There was a time when it went without saying that the NFL draft was only for the hardest of hard-core football fans: Who on earth would spend a spring day watching football players’ names being called except people who live and breathe football?
But that time has passed, and not everyone who lives and breathes football is happy about it.
Now the NFL has turned the draft into a massive event, one that draws tens of thousands of fans in person and several million viewers on television. Just as the Super Bowl now includes musical acts that hard-core football fans don’t care about, the NFL draft now includes picks being announced from locales around the world and even in outer space, all in an effort to make the draft a bigger event that appeals to more than just the hard-core fans who have always watched.
NFL Network analyst Mike Mayock, about as hard-core a football fan as there is, got fed up with it today. As the Colts’ picks were announced with help from an orangutan at the Indianapolis Zoo, Mayock ripped his employer’s attempt to inject some levity into the proceedings.
“If we’re going back to the zoo, I’m walking off the desk,” Mayock said. “I’ve about had the zoo, OK? Enough. Enough. I mean, is this good TV?”
NFL Network’s Rich Eisen introduced the zoo segment with some sarcasm, saying, “If we don’t go to the zoo, the world will stop spinning.”
When the orangutan revealed the Colts’ selection of defensive tackle Grover Stewart, Mayock indicated he thought it was unfair to Stewart to turn one of the most significant moments of his life into a circus.
“I think we’ve got to be a little respectful,” Mayock said. “It’s a big day for Grover Stewart, and rather than talking about that chimp, let’s get back to some football here. It’s a big day for him.”
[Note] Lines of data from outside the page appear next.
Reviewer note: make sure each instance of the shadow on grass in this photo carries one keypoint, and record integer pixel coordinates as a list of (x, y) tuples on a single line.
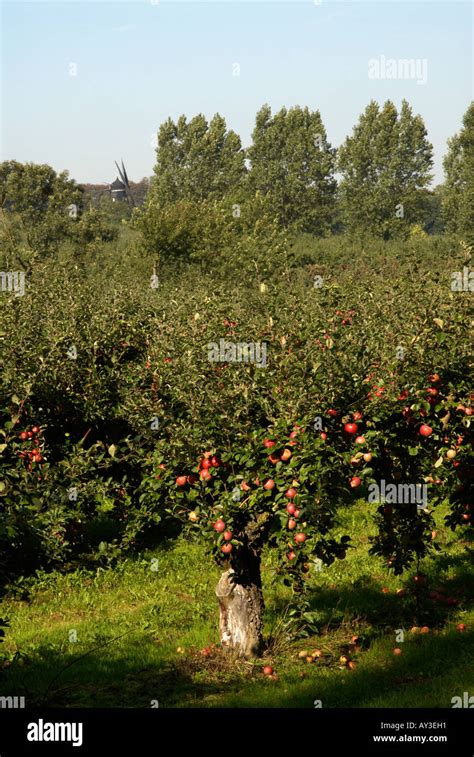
[(426, 670)]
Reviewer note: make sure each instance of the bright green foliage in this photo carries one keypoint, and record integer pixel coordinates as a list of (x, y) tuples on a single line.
[(458, 195), (385, 165), (292, 166)]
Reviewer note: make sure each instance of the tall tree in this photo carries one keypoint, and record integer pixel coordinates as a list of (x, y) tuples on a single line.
[(385, 167), (458, 190), (196, 161), (292, 165)]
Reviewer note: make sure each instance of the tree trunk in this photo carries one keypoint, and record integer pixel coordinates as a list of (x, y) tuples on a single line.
[(239, 592)]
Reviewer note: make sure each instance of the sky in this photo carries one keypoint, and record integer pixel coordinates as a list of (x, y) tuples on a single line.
[(86, 83)]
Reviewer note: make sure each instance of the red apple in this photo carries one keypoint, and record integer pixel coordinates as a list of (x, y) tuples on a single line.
[(426, 430), (350, 428)]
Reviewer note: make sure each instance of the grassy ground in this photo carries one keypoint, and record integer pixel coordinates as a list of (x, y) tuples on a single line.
[(140, 632)]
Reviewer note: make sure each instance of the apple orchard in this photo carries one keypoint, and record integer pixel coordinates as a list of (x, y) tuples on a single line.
[(282, 487)]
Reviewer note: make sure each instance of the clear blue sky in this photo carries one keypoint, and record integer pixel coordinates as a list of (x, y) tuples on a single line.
[(139, 62)]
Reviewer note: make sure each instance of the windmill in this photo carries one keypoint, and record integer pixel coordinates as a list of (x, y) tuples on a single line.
[(120, 189)]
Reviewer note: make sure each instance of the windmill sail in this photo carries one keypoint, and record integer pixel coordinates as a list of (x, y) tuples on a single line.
[(125, 182)]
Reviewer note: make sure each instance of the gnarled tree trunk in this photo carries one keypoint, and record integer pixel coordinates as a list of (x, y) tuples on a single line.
[(239, 592)]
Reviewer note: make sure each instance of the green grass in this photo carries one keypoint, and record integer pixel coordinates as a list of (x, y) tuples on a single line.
[(131, 620)]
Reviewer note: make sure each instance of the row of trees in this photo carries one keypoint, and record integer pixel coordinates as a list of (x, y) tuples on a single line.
[(384, 167), (40, 210)]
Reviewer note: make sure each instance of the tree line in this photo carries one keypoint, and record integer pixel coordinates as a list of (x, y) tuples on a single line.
[(377, 182), (384, 170)]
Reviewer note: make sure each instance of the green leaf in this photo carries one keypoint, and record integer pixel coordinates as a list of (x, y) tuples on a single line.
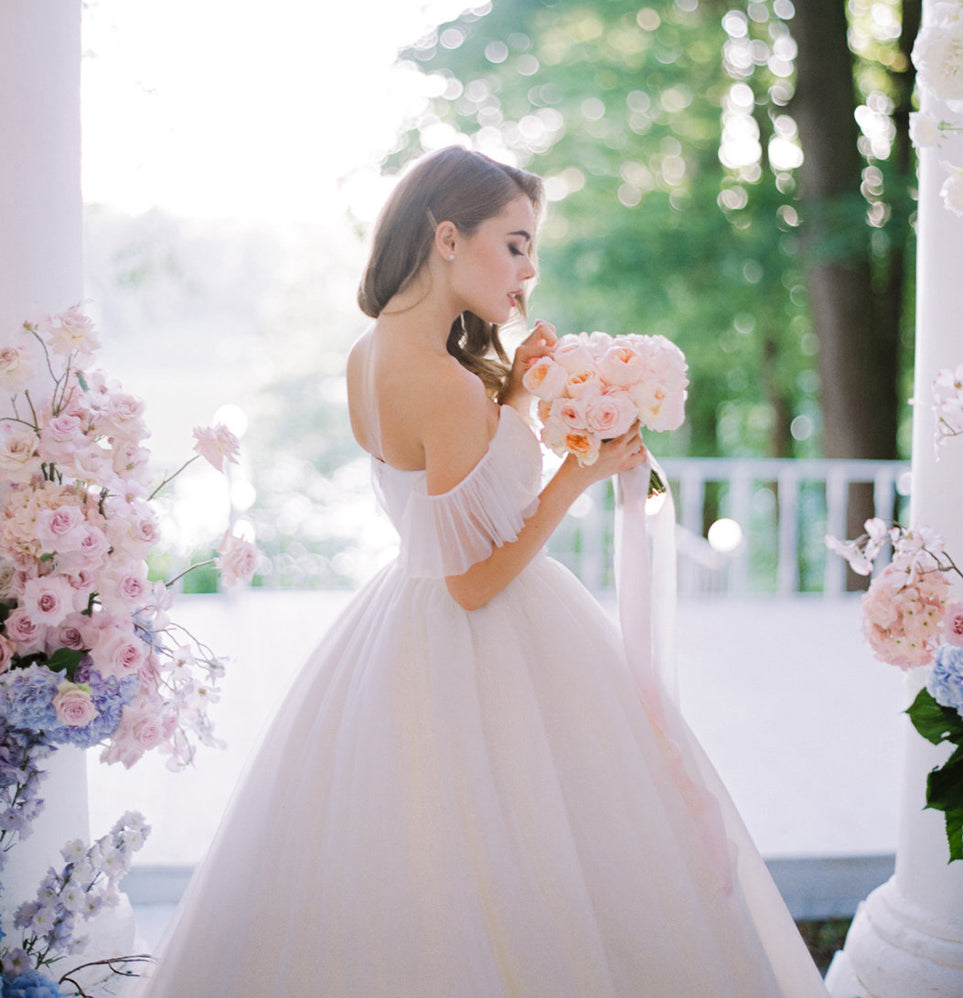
[(954, 834), (944, 786), (65, 660), (933, 721)]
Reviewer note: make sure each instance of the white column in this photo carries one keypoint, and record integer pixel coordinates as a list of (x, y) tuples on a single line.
[(41, 243), (907, 937), (41, 271)]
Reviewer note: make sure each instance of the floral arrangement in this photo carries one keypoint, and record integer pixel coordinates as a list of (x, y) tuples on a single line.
[(912, 617), (88, 653), (65, 900), (938, 57), (593, 387)]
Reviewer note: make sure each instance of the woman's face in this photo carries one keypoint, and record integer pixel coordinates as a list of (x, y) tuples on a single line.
[(492, 265)]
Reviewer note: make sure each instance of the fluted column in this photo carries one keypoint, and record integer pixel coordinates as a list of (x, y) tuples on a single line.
[(907, 937), (41, 271)]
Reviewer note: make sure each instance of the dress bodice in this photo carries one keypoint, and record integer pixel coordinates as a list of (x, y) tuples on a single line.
[(446, 534)]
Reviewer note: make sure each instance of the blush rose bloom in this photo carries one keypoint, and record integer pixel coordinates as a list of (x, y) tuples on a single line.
[(953, 625), (236, 560), (216, 444), (73, 705), (17, 367), (621, 365), (48, 599), (610, 414), (902, 614), (19, 460), (584, 446), (545, 379)]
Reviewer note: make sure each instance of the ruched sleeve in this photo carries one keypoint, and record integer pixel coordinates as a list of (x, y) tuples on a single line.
[(448, 533)]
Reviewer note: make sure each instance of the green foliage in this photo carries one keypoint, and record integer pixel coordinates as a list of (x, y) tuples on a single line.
[(670, 211), (944, 785)]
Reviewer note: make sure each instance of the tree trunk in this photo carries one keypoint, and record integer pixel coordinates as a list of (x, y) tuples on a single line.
[(857, 346)]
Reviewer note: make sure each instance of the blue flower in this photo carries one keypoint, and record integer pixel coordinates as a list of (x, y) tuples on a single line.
[(946, 680), (33, 984)]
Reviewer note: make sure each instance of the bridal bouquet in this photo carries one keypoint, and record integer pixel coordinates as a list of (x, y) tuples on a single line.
[(912, 617), (88, 654), (594, 386)]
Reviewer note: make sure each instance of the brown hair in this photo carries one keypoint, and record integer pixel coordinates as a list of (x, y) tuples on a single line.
[(462, 187)]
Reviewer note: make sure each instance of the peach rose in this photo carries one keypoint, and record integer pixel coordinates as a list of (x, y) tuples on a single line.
[(73, 705)]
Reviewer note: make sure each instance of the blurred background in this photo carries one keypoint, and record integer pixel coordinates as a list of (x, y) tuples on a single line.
[(734, 174)]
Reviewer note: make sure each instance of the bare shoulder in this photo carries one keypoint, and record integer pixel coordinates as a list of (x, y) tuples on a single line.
[(458, 420)]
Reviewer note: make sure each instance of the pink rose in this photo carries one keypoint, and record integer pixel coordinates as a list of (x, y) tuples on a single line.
[(902, 614), (48, 599), (584, 446), (117, 651), (236, 560), (610, 414), (19, 460), (216, 444), (71, 331), (73, 705), (621, 365), (583, 383), (6, 654), (572, 352), (26, 633), (953, 625), (545, 379), (59, 529), (570, 413), (17, 367)]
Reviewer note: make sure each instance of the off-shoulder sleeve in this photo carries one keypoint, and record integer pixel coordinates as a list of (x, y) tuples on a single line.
[(446, 534)]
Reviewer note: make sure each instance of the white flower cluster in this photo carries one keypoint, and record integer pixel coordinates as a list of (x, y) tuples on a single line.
[(69, 897), (938, 57)]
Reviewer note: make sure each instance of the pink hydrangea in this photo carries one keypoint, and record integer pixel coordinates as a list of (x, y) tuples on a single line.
[(953, 625), (216, 444), (903, 614)]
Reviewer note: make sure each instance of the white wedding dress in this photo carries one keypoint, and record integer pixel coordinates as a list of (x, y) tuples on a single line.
[(456, 804)]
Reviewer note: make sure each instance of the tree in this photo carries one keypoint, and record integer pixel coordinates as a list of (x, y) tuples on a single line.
[(670, 139)]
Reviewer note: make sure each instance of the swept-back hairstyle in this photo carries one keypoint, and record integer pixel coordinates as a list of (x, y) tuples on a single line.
[(459, 186)]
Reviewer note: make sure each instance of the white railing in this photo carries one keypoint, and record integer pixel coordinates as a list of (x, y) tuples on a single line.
[(783, 509)]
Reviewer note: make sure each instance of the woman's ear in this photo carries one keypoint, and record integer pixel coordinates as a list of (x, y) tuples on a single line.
[(446, 237)]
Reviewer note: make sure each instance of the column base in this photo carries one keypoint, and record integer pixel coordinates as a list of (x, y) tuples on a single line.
[(894, 949)]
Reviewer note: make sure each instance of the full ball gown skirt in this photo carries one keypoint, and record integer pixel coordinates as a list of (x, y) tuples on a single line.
[(456, 804)]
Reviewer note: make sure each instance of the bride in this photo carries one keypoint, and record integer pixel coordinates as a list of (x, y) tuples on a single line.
[(464, 794)]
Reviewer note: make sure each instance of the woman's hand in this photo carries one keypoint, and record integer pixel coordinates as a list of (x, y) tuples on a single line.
[(539, 342), (615, 456)]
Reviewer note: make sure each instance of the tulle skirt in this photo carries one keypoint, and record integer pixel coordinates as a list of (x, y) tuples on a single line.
[(479, 804)]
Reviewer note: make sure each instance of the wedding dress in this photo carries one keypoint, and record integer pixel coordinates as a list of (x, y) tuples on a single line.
[(456, 804)]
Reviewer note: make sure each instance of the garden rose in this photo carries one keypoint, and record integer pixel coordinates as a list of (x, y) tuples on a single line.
[(236, 560), (48, 599), (953, 625), (72, 331), (73, 705), (902, 614), (621, 365), (216, 444), (19, 460), (545, 378), (17, 367), (610, 414)]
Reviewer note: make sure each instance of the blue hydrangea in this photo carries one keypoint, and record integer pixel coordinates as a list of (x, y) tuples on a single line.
[(33, 984), (946, 680), (27, 695)]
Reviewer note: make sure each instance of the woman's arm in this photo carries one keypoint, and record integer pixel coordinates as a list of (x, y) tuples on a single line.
[(487, 578)]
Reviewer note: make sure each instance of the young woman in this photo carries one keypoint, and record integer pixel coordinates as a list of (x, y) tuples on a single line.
[(464, 796)]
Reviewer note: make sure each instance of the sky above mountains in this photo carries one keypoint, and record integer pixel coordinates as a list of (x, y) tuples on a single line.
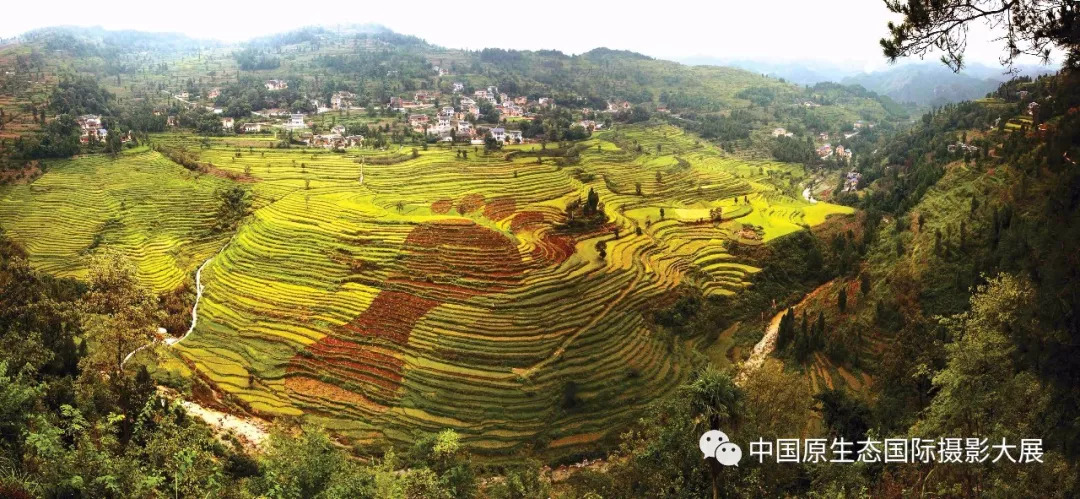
[(839, 31)]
As NFL Network went to a commercial after that, Mayock could be heard saying, “At some point we’ve got to be able to talk about this.” It wasn’t clear if he was saying that to the audience or if he thought the commercial break had already begun and was saying it to his colleagues. Either way, he raises an important point: The NFL wants to grow the draft, but as it does so, it risks leaving its most passionate fans disillusioned.